Because that was the whole of it, right there in three words.

The weight of that truth was suffocating. I wasn’t talking about the future in the abstract anymore. I wasn’t running threat assessments, or preparing for the worst, or building exits into something I hadn’t fully walked into yet.

I was already in it.

All the way in.

With absolutely no way out.

Or any desire to find one. No matter how much that scared me.

“I sat in that equipment shed with your father as he looked out at you in that round pen and saw his wife. Not a memory. Not a ghost. Just—her. Present. Real.” I shook my head.

“I saw what this kind of love does to a man when it ends. That’s going to be me, Lofton.

And I don’t know that I can survive that. ”

“Baby,” she whispered. “That’s not just you. That’s love. It’s always going to be scary, even for big bad bodyguards like you.”

I shot her a glare, but it only made her smile.

“I get it. I grew up watching that love and it was devastating to discover it’s not as common as it should be.

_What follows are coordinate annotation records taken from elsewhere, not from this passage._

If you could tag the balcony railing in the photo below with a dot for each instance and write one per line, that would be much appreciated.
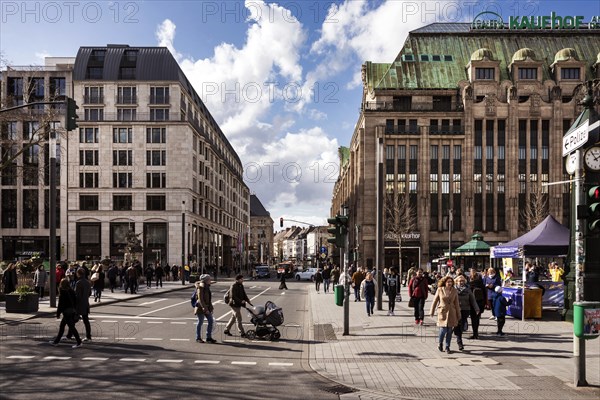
(413, 107)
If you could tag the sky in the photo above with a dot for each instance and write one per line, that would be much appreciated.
(282, 79)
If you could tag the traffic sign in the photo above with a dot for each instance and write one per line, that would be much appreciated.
(576, 138)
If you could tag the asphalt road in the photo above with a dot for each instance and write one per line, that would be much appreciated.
(145, 348)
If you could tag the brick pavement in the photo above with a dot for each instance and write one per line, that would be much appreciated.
(389, 357)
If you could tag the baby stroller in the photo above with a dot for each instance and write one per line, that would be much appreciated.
(265, 319)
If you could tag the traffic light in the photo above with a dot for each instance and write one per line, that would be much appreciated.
(593, 216)
(72, 108)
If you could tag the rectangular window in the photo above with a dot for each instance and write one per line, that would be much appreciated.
(122, 179)
(158, 157)
(94, 114)
(156, 135)
(122, 135)
(122, 157)
(126, 95)
(93, 95)
(156, 180)
(30, 209)
(88, 157)
(8, 199)
(88, 135)
(159, 114)
(527, 73)
(126, 114)
(122, 202)
(155, 202)
(88, 202)
(570, 73)
(159, 95)
(484, 73)
(88, 179)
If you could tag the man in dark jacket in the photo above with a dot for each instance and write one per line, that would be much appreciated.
(83, 289)
(237, 300)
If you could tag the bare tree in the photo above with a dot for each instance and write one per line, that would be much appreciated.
(535, 210)
(400, 218)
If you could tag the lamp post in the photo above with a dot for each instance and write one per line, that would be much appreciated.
(182, 272)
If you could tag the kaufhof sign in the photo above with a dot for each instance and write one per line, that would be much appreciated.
(492, 20)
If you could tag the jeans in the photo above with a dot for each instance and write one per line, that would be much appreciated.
(447, 332)
(419, 308)
(370, 303)
(210, 320)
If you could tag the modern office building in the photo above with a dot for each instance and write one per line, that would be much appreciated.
(147, 157)
(467, 123)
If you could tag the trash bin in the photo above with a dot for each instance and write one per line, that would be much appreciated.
(586, 319)
(338, 293)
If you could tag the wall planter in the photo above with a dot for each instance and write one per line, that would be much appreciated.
(30, 303)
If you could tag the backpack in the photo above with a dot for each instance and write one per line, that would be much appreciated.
(194, 298)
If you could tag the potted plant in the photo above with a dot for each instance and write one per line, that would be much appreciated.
(22, 300)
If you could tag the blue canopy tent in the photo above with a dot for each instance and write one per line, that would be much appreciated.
(548, 239)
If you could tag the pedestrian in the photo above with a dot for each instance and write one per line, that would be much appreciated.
(318, 279)
(500, 304)
(467, 302)
(448, 308)
(159, 272)
(282, 284)
(113, 272)
(393, 289)
(83, 290)
(237, 300)
(478, 290)
(10, 279)
(39, 280)
(491, 281)
(418, 292)
(66, 307)
(204, 308)
(357, 279)
(98, 284)
(149, 273)
(368, 289)
(326, 278)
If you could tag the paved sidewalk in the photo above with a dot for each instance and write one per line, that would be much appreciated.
(390, 357)
(107, 298)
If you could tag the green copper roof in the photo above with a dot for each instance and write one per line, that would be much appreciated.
(436, 56)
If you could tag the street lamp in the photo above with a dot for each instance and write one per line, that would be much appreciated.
(182, 271)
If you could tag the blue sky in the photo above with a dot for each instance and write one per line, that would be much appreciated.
(281, 78)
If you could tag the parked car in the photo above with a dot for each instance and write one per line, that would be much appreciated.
(262, 271)
(307, 273)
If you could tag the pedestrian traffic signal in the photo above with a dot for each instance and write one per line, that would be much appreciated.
(593, 216)
(71, 119)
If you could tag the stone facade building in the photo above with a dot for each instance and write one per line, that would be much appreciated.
(468, 125)
(146, 153)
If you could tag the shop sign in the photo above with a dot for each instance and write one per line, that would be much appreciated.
(492, 20)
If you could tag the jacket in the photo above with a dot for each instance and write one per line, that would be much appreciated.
(238, 295)
(66, 301)
(417, 287)
(448, 307)
(363, 288)
(466, 299)
(83, 289)
(204, 297)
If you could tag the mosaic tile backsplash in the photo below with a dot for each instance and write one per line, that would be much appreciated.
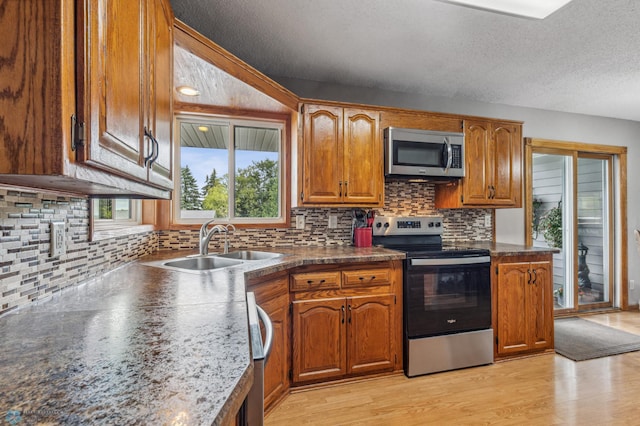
(29, 273)
(401, 198)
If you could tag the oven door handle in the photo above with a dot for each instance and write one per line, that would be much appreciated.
(451, 261)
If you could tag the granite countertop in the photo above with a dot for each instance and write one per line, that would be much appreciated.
(143, 344)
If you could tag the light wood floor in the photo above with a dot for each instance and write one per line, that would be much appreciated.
(542, 390)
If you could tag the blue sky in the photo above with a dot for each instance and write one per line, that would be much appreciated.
(202, 161)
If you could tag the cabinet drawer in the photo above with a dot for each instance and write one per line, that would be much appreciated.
(315, 281)
(365, 277)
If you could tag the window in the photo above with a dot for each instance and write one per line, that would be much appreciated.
(230, 169)
(115, 213)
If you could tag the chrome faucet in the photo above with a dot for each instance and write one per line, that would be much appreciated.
(206, 234)
(226, 236)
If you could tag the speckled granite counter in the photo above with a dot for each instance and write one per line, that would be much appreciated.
(505, 249)
(142, 345)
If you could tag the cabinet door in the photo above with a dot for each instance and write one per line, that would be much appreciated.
(115, 65)
(276, 371)
(477, 155)
(512, 305)
(362, 161)
(371, 333)
(505, 168)
(322, 151)
(161, 88)
(319, 339)
(540, 305)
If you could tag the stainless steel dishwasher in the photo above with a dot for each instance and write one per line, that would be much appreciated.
(254, 404)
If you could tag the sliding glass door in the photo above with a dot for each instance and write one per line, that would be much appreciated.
(572, 211)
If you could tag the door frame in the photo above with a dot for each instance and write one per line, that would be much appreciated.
(619, 174)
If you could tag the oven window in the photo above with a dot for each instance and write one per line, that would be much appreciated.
(447, 299)
(448, 290)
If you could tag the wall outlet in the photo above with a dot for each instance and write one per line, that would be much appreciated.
(58, 244)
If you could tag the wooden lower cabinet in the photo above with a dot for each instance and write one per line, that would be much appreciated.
(370, 322)
(351, 331)
(337, 337)
(319, 339)
(524, 305)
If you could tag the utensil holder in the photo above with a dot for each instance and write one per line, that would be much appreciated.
(362, 237)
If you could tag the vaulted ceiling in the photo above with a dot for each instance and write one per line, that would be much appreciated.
(584, 58)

But you’re sitting here terrified of the ending before we’ve even gotten through the beginning.”

“I can’t help it. I can see it happening. Start to finish. All the ways it can go wrong or more than likely all the ways that I can fuck it up. And then I’m a different kind of Lawrence Beck, wandering through life without you.”

She shook her head. “You’re looking for the problem. You’re scanning the whole horizon trying to find where it breaks down so you can prepare yourself. But sometimes, there is no problem to find. There’s just us.”

“I’m not equipped for this.”

“You are probably correct on that one. But you love me, right?”

I didn’t think twice before leaning in, my hand sliding to the back of her neck. I pulled her to me, my mouth finding hers with a slow and deliberate kiss, as if I could somehow make her understand that every piece of me would forever be hers.